Nel soggiorno spiccano un meraviglioso tavolo in legno di castagno circondato da sedie originali engadinesi del ‘700. Una differente dall’altra per enfatizzare l’autenticità delle stesse. Sullo sfondo una madia originale. 

Sopra il tavolo il monumentale lampadario su disegno, di 2,30 metri, in ferro grezzo e corna di cervo rigorosamente caduche. La luce è studiata sia per illuminare in maniera diffusa che puntiforme.

L’idea è stata quella di recuperare l’identità di un vecchio maso e introdurlo in appartamento. Azzardato ma riuscito.

Tutto questo lo si nota dagli accorgimenti stilistici, travi, fregi, chiavistelli, boiserie abbinate a pareti gessate appositamente con tecniche antiche, vecchi attrezzi da lavoro appesi alle pareti e vecchie brocche appoggiate in piccoli vani illuminati.

La zona conversazione è corredata da un enorme divano angolare con base in legno in modo da integrarsi perfettamente con il resto dell’arredamento.

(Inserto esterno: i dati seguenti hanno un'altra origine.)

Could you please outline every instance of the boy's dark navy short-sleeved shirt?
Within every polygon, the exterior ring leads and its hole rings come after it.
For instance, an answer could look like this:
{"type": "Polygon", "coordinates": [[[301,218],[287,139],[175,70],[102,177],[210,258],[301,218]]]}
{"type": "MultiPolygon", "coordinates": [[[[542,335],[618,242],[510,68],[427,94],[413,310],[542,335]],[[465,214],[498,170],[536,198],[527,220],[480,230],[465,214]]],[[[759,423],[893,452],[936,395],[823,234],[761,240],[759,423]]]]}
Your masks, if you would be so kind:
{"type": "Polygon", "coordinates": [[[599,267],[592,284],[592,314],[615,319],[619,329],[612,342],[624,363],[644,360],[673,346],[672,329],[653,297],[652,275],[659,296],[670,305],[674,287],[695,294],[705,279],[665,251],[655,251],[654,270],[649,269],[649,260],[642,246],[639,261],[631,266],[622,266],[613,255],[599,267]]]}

L’anticamera è corredata da una ampia cabina armadio con porta raso muro integrata nella boiserie in legno di prima patina.

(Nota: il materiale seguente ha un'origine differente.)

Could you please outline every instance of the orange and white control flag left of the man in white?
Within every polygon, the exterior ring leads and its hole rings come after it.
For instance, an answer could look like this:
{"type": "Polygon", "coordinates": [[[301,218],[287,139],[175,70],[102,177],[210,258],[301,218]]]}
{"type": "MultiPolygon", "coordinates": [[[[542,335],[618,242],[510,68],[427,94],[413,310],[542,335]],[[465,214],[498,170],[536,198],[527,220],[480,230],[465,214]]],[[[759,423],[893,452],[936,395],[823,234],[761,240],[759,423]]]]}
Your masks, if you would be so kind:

Le camere sono ampie, illuminate da lampade a sospensione, ricavate da vecchi sci originali dell’epoca di Zeno Colò, uno dei più grandi campioni dello sci italiano. Grandi quadri con soggetti diversi, apposti sopra il letto caratterizzano la zona notte.

Due bagni, ed una piccola cucina nascosta dietro una porta scorrevole sempre integrata con la boiserie in legno antico, completano l’appartamento. 

I bagni riportano alcune parti in pietra a spacco in particolare nelle docce rese romantiche da una illuminazione segnapasso. Gli specchi alle pareti sono realizzati con vecchie travi. Le boiserie sono 140 h per lasciare che i muri respirino e per renderli luminosi il più possibile.

Possiamo dire con orgoglio di aver realizzato un nido contro lo stress di tutti i giorni.
Venire nei fine settimana e durante le vacanze ritempra mente e corpo. Ci porta in un’altra dimensione pregna di calma e benessere.